By the 1840’s a well-established
web of social reform movements spread out from New England and New York across much of the
country. The same folks who advocated
the abolition of slavery, prison reform,
public education, and women’s rights were also frequently
involved in the temperance movement.
After the Civil War, many former Abolitionists shifted their
attention to alcohol. In their minds the
saloon was the den of vice that impoverished
families.
By the time that the WCTU was formed in 1872, the movement
was being spearheaded by reformist Evangelical
women, who were evolving a program of governmental
Prohibition coupled with the uplifting moral reform of Protestantism. As even greater waves of dirty, drunken Papists and Jews washed up upon American shores, they became ever more determined.
Although her southern
background and her husband’s Democratic
politics were different than most
leaders on the lecture platform,
Carrie was ready to bring zealous,
crusading Protestantism to even greater heights.

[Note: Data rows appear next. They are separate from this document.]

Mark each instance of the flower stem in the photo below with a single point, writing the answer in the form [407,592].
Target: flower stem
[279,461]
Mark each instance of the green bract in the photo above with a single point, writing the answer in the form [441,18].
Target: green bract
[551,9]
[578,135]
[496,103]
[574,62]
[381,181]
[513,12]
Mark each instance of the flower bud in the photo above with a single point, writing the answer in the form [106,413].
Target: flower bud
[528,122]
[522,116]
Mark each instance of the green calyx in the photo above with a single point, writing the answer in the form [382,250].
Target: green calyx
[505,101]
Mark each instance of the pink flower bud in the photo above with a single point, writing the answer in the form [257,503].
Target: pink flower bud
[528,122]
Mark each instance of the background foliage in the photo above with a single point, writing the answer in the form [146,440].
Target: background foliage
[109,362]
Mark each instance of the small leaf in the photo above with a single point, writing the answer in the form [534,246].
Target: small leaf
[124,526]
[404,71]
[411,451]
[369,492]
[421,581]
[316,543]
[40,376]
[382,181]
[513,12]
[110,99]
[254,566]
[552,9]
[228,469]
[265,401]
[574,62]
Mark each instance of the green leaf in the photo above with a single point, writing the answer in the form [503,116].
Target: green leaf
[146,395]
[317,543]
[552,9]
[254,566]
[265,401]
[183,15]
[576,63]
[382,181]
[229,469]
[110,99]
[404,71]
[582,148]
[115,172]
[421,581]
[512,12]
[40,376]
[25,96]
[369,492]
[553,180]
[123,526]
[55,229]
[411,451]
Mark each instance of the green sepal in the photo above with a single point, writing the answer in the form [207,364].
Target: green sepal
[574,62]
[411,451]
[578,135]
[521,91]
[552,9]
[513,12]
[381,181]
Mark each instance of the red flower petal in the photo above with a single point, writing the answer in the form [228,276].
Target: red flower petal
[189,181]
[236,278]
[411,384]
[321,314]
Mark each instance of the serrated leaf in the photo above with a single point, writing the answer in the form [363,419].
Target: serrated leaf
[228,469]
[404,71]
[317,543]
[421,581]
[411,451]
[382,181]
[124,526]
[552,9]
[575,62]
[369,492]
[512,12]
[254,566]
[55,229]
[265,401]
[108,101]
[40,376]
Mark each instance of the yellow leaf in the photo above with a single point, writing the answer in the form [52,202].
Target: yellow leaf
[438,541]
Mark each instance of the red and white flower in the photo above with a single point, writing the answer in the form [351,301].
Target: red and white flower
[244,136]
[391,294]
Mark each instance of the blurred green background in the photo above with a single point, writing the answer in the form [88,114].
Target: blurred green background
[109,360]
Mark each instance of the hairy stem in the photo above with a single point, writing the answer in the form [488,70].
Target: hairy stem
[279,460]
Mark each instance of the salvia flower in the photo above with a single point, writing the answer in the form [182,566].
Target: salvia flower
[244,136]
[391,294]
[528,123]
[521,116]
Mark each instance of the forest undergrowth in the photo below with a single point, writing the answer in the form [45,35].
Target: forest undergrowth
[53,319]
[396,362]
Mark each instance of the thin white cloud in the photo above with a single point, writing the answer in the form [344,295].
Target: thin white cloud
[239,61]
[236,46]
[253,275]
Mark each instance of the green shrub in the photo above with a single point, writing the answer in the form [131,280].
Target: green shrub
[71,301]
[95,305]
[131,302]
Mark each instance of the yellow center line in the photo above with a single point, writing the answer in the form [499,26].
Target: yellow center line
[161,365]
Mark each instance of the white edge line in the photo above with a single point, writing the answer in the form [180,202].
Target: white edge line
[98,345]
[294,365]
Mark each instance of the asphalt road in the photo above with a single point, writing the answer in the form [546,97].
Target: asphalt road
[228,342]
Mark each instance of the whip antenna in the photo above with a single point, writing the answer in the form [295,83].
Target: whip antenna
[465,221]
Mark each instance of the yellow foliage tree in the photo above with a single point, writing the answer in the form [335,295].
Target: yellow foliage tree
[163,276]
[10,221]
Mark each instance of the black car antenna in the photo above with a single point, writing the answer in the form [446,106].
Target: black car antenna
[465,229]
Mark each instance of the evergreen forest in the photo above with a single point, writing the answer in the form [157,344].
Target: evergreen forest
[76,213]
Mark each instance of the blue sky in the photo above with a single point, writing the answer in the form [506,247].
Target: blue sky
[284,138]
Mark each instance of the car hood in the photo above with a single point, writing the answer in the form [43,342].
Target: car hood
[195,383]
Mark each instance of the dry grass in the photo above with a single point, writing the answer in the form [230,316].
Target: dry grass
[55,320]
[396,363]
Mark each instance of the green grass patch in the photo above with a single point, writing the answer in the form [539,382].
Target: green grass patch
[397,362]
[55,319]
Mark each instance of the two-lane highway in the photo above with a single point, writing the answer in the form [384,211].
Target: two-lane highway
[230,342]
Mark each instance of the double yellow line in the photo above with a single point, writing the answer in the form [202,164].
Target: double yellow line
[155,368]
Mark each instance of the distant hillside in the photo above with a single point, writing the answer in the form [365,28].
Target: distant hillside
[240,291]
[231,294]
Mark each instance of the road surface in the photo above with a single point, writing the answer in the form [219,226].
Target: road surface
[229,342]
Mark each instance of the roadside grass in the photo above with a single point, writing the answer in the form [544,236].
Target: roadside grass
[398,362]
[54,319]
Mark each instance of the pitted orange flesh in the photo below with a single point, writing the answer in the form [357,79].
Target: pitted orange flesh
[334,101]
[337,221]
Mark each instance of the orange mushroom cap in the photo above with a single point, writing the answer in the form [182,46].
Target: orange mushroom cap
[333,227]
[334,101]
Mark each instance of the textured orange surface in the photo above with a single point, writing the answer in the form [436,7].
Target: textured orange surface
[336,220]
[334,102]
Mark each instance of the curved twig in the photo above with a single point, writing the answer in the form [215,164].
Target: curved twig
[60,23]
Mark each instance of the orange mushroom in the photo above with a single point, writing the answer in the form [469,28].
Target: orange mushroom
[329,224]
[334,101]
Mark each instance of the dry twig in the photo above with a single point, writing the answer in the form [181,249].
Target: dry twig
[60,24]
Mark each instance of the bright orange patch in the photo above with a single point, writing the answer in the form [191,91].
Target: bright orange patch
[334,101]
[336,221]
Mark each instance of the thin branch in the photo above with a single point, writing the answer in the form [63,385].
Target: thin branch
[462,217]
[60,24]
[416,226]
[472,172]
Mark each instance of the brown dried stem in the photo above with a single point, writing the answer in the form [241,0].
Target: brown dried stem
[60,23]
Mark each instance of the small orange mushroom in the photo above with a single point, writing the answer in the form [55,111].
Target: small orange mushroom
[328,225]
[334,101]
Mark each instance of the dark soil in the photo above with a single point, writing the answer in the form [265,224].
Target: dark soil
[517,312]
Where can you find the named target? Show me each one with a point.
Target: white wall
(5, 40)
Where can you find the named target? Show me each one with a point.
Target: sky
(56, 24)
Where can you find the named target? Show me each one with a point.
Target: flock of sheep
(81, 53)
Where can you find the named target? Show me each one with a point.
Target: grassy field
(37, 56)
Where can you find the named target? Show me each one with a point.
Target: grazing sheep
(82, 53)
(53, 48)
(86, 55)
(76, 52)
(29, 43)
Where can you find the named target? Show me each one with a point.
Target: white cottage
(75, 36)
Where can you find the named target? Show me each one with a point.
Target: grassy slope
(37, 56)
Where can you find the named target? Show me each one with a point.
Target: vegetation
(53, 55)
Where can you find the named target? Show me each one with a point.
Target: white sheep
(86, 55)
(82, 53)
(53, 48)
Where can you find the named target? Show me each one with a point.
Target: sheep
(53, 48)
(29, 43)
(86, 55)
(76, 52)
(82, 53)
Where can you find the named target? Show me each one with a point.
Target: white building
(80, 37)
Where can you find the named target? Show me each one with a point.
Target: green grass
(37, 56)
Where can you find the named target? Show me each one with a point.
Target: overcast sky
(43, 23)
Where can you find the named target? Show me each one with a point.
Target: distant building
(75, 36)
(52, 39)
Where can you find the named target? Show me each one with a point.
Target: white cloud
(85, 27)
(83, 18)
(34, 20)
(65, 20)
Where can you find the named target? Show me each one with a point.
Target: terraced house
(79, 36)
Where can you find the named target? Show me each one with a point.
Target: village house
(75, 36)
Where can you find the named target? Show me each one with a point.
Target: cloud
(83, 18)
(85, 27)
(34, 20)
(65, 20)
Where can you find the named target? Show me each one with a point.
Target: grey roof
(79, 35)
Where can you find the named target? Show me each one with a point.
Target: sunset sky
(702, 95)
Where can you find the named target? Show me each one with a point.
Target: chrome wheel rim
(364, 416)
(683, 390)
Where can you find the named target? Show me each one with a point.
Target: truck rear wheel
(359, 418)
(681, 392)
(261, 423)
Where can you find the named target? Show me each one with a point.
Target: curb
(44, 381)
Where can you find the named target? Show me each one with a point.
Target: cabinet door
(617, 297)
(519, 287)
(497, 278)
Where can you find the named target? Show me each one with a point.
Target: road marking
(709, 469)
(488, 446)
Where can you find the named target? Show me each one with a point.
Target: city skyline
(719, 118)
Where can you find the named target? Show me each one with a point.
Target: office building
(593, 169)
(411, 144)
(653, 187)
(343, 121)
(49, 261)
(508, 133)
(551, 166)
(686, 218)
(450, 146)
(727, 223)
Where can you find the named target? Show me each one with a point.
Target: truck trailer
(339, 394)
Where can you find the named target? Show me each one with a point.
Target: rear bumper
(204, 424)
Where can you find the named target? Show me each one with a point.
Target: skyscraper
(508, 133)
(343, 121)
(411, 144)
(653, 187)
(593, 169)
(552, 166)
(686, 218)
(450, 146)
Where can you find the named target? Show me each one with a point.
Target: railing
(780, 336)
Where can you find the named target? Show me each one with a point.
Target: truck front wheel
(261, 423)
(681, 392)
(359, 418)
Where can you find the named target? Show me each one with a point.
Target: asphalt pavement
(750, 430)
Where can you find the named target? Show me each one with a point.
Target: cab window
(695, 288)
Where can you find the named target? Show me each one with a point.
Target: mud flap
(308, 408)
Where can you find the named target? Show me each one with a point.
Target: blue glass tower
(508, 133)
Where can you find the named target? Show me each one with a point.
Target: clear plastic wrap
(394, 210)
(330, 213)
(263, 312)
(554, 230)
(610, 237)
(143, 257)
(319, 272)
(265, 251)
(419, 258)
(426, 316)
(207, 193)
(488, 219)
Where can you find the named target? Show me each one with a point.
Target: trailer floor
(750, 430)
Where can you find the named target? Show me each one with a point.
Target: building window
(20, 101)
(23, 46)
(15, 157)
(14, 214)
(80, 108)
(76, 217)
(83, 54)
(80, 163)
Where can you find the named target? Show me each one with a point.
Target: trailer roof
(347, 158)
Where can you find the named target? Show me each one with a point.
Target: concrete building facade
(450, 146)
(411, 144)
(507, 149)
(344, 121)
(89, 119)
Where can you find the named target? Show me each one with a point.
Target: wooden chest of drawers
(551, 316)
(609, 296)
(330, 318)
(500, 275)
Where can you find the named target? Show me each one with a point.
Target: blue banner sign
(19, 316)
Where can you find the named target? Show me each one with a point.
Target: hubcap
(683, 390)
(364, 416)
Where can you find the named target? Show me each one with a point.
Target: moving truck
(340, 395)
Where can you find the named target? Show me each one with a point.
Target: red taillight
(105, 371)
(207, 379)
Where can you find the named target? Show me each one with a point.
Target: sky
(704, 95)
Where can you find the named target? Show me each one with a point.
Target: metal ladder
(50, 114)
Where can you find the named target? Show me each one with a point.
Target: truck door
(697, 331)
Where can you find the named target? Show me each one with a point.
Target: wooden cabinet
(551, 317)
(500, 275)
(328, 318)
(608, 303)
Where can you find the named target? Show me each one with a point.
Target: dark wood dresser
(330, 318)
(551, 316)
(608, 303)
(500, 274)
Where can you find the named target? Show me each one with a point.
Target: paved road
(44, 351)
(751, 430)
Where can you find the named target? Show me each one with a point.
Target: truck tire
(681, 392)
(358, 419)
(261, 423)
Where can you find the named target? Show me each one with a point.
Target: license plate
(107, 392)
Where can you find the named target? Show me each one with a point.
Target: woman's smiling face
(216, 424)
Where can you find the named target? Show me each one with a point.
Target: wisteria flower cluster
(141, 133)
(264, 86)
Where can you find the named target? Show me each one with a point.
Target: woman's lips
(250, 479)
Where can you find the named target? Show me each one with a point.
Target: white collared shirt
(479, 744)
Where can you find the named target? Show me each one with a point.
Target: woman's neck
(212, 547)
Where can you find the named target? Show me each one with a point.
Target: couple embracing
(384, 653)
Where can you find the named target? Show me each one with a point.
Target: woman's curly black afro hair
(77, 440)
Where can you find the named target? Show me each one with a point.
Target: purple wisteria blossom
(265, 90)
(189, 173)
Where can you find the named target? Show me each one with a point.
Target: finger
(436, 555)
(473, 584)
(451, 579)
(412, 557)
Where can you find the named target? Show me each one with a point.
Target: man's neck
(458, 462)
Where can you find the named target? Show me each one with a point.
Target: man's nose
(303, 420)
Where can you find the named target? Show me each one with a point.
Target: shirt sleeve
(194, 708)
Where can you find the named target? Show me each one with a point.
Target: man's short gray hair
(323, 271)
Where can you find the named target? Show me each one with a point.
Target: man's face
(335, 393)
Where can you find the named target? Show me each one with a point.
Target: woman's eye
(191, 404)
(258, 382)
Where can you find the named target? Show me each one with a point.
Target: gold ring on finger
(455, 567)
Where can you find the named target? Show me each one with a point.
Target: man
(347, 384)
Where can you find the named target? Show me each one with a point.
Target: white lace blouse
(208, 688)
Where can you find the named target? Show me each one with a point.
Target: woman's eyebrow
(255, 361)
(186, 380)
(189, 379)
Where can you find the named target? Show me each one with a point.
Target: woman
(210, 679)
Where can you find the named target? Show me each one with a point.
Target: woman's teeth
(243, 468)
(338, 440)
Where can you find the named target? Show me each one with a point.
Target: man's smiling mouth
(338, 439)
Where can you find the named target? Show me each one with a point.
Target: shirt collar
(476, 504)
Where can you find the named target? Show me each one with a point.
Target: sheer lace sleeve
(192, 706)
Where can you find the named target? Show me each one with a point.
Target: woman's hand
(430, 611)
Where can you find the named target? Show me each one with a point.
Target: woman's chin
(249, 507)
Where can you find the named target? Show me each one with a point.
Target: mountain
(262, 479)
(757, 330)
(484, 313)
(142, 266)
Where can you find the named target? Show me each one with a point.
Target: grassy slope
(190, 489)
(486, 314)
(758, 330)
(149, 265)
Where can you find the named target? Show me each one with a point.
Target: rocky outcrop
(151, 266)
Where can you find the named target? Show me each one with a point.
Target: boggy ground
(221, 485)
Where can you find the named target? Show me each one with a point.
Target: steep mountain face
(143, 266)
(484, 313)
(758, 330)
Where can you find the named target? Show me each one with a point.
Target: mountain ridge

Then on June 5, 1899 she got her marching orders directly from God. She later described the experience:
The next morning I was awakened by a voice which seemed to
me speaking in my heart, these words, “GO TO KIOWA,” and my hands were lifted
and thrown down and the words, “I’LL STAND BY YOU.” The words, “Go to Kiowa,”
were spoken in a murmuring, musical tone, low and soft, but “I’ll stand by you,”
was very clear, positive and emphatic. I was impressed with a great
inspiration, the interpretation was very plain. It was this: “Take something in
your hands, and throw at these places in Kiowa and smash them.”
Two days later she was heaving rocks through the window of Dobson’s Saloon in the town of
Kiowa. She went on to damage two more that first day. After the Almighty showed his approval
by having a tornado touch down
nearby, she took the show on the
road across Kansas. She was frequently arrested, but undeterred.
She sometimes used the name Carry A. Nation--a pun on her name--and sold souvenir photos like this to support her and her work. |
It was after a particularly wild raid in Wichita,
her husband made the offhand remark
that for maximum damage she should
use a hatchet. “That is the most
sensible thing you have said since I married you.” She went out and bought the hatchet. The rest is history.
It is perhaps understandable that a year later he filed for divorce.
Carrie continued chopping up saloons and taking to platforms
to talk about it. She was a strong
advocate for total prohibition. She became
a celebrity and perhaps the most famous woman in America.
She collapsed in 1911 giving a temperance address at a park near the home she built in Eureka Springs, Arkansas. Transported by to Kansas for treatment, she died in a Leavenworth hospital and was laid in an unmarked grave in nearby Benton. Some years later the WCTU paid for a monument.